Option B: Build from Dockerfile (customizable)
If you want to customize the image (e.g. change installed tools or network allowlists), clone the repo and build directly:
git clone https://github.com/perezd/codetainer.git
cd codetainer
fly machine run . --dockerfile Dockerfile \
--app <your-app-name> \
--region <your-region> \
--restart no \
--autostart=false \
--vm-memory 1024 \
--vm-size shared-cpu-1x \
--env GIT_USER_NAME="my-robot" \
--env GIT_USER_EMAIL="my-robot@users.noreply.github.com" \
--env REPO_URL="https://github.com/your-org/your-repo"This builds the image remotely on Fly.io's builders and deploys it in one step. The first build takes a few minutes; subsequent builds are cached.
# Claude starts automatically at boot — SSH attaches to the running session
fly ssh console -a <your-app-name>
# If Claude is still initializing, you'll see boot progress until it's readyClaude Code launches automatically in a tmux session. The bottom pane is a shell for running commands directly.
The session has two panes:
- Top (80%): Claude Code
- Bottom (20%): A bash shell in the working directory
Switch panes with Ctrl-b ↓ / Ctrl-b ↑ or click with the mouse.
| Size | Memory | Use Case |
|---|---|---|
shared-cpu-1x / 1GB |
Minimum | Small repos, light tasks |
shared-cpu-1x / 2GB |
Recommended | General development |
shared-cpu-2x / 4GB |
Heavy | Large repos, parallel builds |
fly machine run ghcr.io/perezd/codetainer:latest \
--vm-memory 2048 \
--vm-size shared-cpu-2x \
...# List machines to find the ID
fly machine list -a <your-app-name>
# Graceful stop
fly machine stop <machine-id> -a <your-app-name>The machine is configured with --restart no and --autostart=false, so it stays stopped until you explicitly run a new one.
Check that your WireGuard tunnel is active:
fly wireguard statusIf it's disconnected, bring it back up through your WireGuard client.

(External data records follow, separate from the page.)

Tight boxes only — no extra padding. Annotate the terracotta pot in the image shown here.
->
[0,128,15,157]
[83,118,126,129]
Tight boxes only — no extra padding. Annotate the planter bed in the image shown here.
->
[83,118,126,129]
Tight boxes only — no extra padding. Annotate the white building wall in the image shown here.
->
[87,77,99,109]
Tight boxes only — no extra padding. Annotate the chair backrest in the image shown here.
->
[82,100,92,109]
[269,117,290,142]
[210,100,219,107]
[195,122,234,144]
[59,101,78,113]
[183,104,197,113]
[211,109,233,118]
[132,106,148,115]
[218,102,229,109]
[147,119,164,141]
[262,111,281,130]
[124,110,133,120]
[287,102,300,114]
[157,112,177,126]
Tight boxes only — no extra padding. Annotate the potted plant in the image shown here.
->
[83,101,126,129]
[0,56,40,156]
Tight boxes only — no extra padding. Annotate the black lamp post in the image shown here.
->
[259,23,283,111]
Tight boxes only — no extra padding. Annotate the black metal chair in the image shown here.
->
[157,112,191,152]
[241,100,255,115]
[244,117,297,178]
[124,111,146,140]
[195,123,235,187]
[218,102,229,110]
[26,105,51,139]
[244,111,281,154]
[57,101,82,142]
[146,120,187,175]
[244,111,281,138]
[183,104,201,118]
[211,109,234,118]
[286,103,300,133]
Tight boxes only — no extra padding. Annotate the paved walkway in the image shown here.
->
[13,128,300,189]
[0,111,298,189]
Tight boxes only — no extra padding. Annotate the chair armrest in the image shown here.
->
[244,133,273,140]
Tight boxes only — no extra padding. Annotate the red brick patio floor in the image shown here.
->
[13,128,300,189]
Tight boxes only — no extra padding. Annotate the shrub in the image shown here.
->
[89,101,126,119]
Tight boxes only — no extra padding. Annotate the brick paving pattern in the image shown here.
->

If your network blocks UDP (common on corporate networks, captive portals, or some ISPs), WireGuard tunnels will fail silently. Switch to WebSocket-based tunneling:
fly wireguard websockets enableThis wraps WireGuard traffic in a WebSocket over TCP/443, which passes through most firewalls. To revert:
fly wireguard websockets disable- Verify
REPO_URLis an HTTPS URL (not SSH) - Verify the
GH_PAThas Contents read access to the repository - Check the entrypoint logs:
fly logs -a <your-app-name>
The superpowers plugin is installed on first SSH login. If it fails, check:
- Network connectivity (the container needs to reach github.com)
statuscommand to see if CoreDNS is running and no unexpected drops
The container builds tmux 3.6a from source for synchronized output support. If you still see rendering artifacts:
- Ensure your local terminal supports true color (
echo $COLORTERMshould showtruecolor) - Try resizing your terminal window after connecting
- Ghostty, iTerm2, and Kitty work best; macOS Terminal.app has limited support
flyctl is not authenticated by default. To authenticate:
# In the terminal pane or via ! in Claude Code
! fly auth loginThe token is stored in memory (tmpfs) and lost on restart.